Si Ali était peu inventif dans l’accompagnement du leader incontesté du duo, il l’est nettement dans son solo : il sort du contexte tendu imposé par Fortune et ses notes et sonorités chaudes sont aussi là pour nous rappeler qu’un batteur est un avant tout un musicien qui, en l’occurrence, nous offre des lignes mélodiques et rythmiques remarquables.

Ali est plus raisonnable que Fortune : dix minutes lui suffisent pour déclamer son discours. Ce dernier reprend le sax : la fin s’annonce. Pourtant, il surprend à nouveau avec un final peu probable : il redouble d’énergie et de clins d’œil musicaux à Coltrane, peut être pour cacher un manque d’inspiration après un discours déjà riche et long. En tout cas le public est ravi. Pourtant, le choix d’un seul morceau pour un concert, sa durée et l’énergie nécessaire à son exécution n’étaient pas tâche facile pour le duo.
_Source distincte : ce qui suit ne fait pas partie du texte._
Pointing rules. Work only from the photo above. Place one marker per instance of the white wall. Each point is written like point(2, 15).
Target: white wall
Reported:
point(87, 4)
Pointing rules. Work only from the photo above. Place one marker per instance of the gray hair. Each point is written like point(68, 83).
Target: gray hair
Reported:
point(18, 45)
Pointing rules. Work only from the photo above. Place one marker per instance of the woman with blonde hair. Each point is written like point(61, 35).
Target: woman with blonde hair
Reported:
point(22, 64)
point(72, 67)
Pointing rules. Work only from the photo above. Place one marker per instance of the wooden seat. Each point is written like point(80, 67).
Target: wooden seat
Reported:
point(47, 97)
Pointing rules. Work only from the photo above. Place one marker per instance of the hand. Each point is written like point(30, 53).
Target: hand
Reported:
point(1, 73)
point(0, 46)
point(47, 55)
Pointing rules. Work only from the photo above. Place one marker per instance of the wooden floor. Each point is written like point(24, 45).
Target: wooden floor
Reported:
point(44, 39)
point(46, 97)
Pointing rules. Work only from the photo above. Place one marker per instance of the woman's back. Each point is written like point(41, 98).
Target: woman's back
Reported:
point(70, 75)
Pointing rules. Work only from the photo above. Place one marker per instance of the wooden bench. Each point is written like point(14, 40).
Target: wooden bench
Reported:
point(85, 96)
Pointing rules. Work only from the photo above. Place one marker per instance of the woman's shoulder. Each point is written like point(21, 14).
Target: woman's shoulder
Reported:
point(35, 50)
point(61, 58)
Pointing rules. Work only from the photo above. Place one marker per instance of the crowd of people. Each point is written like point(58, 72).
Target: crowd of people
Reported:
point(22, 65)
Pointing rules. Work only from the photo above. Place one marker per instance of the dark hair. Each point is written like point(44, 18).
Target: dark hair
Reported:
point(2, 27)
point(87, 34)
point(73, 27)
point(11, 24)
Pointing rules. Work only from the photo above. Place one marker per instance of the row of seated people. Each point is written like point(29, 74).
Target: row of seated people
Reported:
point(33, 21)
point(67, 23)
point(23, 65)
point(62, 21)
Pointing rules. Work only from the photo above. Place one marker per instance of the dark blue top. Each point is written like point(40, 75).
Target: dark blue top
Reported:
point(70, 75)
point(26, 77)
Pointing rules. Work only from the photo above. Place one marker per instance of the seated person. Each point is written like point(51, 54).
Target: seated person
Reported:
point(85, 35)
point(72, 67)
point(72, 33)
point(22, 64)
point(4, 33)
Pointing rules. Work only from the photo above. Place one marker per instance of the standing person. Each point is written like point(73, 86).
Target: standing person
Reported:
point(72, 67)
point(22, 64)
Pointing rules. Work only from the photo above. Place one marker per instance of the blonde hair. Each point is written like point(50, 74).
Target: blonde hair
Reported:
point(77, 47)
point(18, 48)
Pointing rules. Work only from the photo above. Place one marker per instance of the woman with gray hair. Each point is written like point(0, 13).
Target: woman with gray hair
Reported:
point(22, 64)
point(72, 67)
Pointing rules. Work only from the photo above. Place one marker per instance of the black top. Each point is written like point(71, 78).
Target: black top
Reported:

Quatre-vingt-sept minutes : voilà le temps qu’il leur a fallu pour se prononcer sur « Impressions ». S’il y avait match entre les deux duettistes, Fortune serait donné gagnant : il se pousse souvent seul dans cette interprétation, loin devant un Rashied Ali en retrait qui a su, aux moments nécessaires, faire preuve de son grand talent.

Pourtant, les deux complices reviennent pour « just a short one » : une nouvelle pièce de Coltrane, en guise de prolongations pour mettre les deux musiciens d’accord. Pas de doute, la forme courte leur va mieux : c’est net, clair et précis.

Après quatre-vingt-quinze minutes de concert, le public se lève tout sourire pour partager ses « impressions », heureux d’avoir vécu ce grand moment de jazz en mémoire de Coltrane.